The door opened. Cool air rolled in, making whirlpools in the steam. Pig peered at her (the band was cool with nudity. They didn't really have a choice).

“You all right?” he gruffed.

The tenderness in his voice—it was there, if you knew Pig—was the only real thing in her world, for just a second. It almost made her cry.

“Yeah, Pig,” she said. “Piggy Pig.”

The door closed.

The mist swirled and settled.

Fame was a surprising thing. It was and was not what she'd expected.

On one hand, it held her like a pink cloud.

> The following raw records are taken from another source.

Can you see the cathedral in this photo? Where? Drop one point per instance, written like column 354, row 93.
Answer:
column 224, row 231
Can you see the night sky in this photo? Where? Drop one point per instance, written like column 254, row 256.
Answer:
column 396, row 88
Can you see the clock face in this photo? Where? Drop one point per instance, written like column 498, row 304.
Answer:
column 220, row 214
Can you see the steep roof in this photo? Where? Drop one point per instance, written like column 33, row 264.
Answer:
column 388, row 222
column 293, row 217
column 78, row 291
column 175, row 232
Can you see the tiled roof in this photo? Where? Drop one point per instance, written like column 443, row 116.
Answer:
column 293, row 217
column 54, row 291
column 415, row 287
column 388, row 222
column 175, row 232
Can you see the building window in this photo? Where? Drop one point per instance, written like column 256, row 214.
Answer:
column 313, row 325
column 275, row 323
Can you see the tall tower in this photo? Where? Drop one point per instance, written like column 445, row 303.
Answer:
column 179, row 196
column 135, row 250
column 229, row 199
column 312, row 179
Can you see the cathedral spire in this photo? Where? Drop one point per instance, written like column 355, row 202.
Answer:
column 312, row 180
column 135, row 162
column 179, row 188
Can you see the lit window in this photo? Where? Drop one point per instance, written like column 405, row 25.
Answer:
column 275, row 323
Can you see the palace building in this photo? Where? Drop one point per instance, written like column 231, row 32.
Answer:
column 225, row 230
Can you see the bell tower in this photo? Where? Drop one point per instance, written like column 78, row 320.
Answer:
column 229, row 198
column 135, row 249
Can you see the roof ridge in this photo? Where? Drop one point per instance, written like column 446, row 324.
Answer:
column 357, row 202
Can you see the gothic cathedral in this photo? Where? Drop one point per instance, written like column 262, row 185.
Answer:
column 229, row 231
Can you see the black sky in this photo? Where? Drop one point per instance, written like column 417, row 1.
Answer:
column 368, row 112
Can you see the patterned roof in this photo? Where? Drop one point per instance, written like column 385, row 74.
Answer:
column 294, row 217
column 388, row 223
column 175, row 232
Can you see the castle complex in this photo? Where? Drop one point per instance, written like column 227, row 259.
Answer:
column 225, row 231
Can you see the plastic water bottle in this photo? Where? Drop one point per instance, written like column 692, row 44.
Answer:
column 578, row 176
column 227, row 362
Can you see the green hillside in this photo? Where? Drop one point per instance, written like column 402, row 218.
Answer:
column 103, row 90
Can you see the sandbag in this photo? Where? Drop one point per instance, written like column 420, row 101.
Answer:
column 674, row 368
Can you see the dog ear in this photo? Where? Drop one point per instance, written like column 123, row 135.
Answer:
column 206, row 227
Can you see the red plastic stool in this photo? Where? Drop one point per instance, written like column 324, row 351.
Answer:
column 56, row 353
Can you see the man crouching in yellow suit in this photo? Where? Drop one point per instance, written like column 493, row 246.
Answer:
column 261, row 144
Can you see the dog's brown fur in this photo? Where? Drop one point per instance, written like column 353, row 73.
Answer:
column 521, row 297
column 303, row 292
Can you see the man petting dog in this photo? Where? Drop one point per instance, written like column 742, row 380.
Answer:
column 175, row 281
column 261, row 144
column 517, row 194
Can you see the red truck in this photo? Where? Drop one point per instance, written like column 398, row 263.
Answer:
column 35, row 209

If she closed her eyes now, in the warm water and bubbles and steam, with blue pills and wine softening everything, she could feel them out there. A sea of blurred faces, listening, loving her. Floating her up. Filling her blank spaces. Sometimes, just for a moment, like right now, it was enough. It was like the music itself, and she was happy without having to think about it.

But it never lasted.

Because fame was like an animal, too. It was like having a lion on a silver chain. It impressed people that you had it. It brought you good things, but it made demands, too. It had to be fed. It was phones that never stopped ringing. It was deadlines and miles to be traveled and hard work to be done. It didn't float around like a happy cloud. It stared at you with green animal eyes, and roared questions at you, and interrupted your sleep and made you over in its own image until it seemed the You that was famous hardly resembled the You that was You. It was something most people would never understand or believe: being famous was hard work, and it was scary. It could swallow you. Or, worst of all, it could just walk away.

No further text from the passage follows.